If you have been reading this blog for a long time, or have perused some older stories, you might recall one of the very first posts I did. That post was about Perry the Pigeon, a hapless bird that my children rescued from the our old dog Toby’s Jaws Of Death, to allow him (or her) to die a lingering but much more peaceful death in a cardboard box in our dining room. I know what you are thinking right now, so I’ve said it before and I’ll say it again – in my defense, I thought it was a dove.
Anyway, here we are, about a year and a half later, and we happen upon another poor wounded feathered friend. This one was running on the ground with the cats chasing him, and Annabelle went absolutely berserk. “MOM!!! We have to save him! We have to save the pigeon!!”
I was packing the horse trailer for the five-day show that I was preparing to embark upon the next morning and I didn’t have much time or patience for a half-dead bird right then. Nonetheless, I didn’t have the stomach to watch the dog or the cats maul him to death right in front of me either, so I dutifully removed the bird who was now not-so-gently cradled in Winston’s Jaws of Death and locked Winston in the kennel. The bird fell to the ground and ran for safety under the truck. Annabelle quickly retrieved a broom to begin the rescue.
It wasn’t an easy task. Each time she would get the pigeon within arm’s length she would put the broom down to grab him and he would run back to safety. My little blond zoo-keeper nearly killed the wounded fowl with the broom trying to scoop him out to where she could reach him, and in the end I think the capture only finally succeeded due to the bird’s progressive shock and the additional trauma imparted by the broom.
Once she had her hands on him she looked him over with concern, saying “I think he’ll be all right mom. Let’s put him in the cage and when he gets better we can turn him loose.”
It was somewhat surprising that Annabelle was so intent on saving the bird, since they are a verifiable scourge on the small barn that houses our horses. Grumpy in particular spends a lot of his time standing in his shelter, and he is always covered in pigeon poop when we catch him. It is disgusting. If the poop is dry the clean-up is not too bad – a little scrub with the curry comb and brush and he’s good to go. If it is not dry……well that’s another story altogether.
The pigeons also poop in the water tank, the feed bins, pretty much everywhere the horses are. I think I can safely say that there is not a farmer or horseman anywhere who will say they think a pigeon should be saved from execution, but as I previously stated it was also impossible to stand by and watch a helpless bird be tormented to death right before our eyes.
So there we were.
I seemed apparent to me that the pigeon had been shot; probably by our very own dear Grandpa Vernon, and it was obvious that he had a broken wing and possibly some other fractured bones as well (the pigeon, not Grandpa Vernon). It was also apparent to me that unless I stopped what I was doing (organizing the overstuffed space in our small trailer tack room for the hundredth time this show season) I would not be able to concentrate on my task anyway.

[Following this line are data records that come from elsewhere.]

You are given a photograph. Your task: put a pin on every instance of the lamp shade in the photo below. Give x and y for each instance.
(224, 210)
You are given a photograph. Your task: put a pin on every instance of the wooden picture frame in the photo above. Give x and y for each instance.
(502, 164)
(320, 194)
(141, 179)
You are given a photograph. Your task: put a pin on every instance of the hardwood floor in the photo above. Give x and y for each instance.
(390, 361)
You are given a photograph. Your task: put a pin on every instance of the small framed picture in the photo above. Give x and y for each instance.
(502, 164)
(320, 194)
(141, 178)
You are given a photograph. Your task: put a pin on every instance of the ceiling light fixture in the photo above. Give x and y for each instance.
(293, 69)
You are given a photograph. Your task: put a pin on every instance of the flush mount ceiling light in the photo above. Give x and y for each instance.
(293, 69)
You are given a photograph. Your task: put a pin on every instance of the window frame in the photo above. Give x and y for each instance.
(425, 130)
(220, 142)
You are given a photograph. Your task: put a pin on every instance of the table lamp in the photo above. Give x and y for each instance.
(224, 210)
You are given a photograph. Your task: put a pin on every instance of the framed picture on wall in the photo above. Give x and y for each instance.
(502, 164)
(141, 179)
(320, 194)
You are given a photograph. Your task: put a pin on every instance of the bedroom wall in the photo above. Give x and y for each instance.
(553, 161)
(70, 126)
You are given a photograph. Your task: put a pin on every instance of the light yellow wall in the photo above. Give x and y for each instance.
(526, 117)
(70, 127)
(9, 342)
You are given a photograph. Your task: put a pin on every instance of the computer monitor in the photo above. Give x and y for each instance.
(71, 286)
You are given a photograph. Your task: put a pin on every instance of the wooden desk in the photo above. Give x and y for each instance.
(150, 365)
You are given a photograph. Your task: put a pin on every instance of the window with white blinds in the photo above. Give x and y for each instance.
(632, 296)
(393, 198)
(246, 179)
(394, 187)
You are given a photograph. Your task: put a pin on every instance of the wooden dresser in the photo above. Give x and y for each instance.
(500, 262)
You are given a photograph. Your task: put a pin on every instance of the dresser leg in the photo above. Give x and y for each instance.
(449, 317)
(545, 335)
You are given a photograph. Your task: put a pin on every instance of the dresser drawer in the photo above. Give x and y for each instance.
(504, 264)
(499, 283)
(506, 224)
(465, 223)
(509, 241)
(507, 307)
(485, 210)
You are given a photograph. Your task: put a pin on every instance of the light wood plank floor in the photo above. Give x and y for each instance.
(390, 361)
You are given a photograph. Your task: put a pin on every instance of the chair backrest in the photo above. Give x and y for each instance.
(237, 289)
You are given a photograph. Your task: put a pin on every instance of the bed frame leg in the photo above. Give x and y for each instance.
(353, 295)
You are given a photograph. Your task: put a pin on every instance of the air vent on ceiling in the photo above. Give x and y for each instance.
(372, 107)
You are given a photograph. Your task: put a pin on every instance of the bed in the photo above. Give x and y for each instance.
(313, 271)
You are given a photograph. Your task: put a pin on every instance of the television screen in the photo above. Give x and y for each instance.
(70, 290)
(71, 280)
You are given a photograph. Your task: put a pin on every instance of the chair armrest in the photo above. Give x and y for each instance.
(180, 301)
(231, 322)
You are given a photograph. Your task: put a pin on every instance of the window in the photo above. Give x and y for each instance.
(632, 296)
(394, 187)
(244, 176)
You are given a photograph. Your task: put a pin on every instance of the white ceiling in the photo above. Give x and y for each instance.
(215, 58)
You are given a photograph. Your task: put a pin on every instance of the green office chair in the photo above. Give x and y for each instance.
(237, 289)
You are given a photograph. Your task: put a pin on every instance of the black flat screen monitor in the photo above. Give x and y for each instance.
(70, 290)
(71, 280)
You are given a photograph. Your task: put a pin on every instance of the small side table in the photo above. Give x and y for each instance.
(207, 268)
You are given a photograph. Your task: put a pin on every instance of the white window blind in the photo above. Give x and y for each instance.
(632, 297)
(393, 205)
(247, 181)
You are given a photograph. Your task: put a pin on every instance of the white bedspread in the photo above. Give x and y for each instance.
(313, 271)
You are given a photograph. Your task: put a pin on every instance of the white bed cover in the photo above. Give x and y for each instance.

I went to the garage and retrieved the large wire dog kennel where we had kept Winston when he was a puppy and carried it to the covered back porch next to the bunny cage. The kids ran into the house and got a bowl of water, and I rummaged under the buffet in the dining room until I found the bag of cracked corn we had purchased for the last pigeon rescue (which had of course gone unused due to the rapid demise of the intended diner). In almost no time we had the pigeon all set up.
He huddled miserably in the drafty cage, looking very traumatized and not all that happy to be rescued after all.
Annabelle was worried that the pigeon would be cold, so as a final touch I went into the tack room and brought out a heavy horse blanket and draped it over his cage. At about this point Batman, who had been watching more than participating in the activities, announced that we should name this bird Perry, since after all the other Perry was dead now and by the way did I remember when we buried him? I told him that I did, in fact remember burying the original Perry, and then I went back to work.
The kids checked on the bird several times before bedtime, the last few checks with a flashlight shown brightly into the cage that had to have almost scared the poor thing to death right then and there. The next morning all was still well; Perry had survived the night.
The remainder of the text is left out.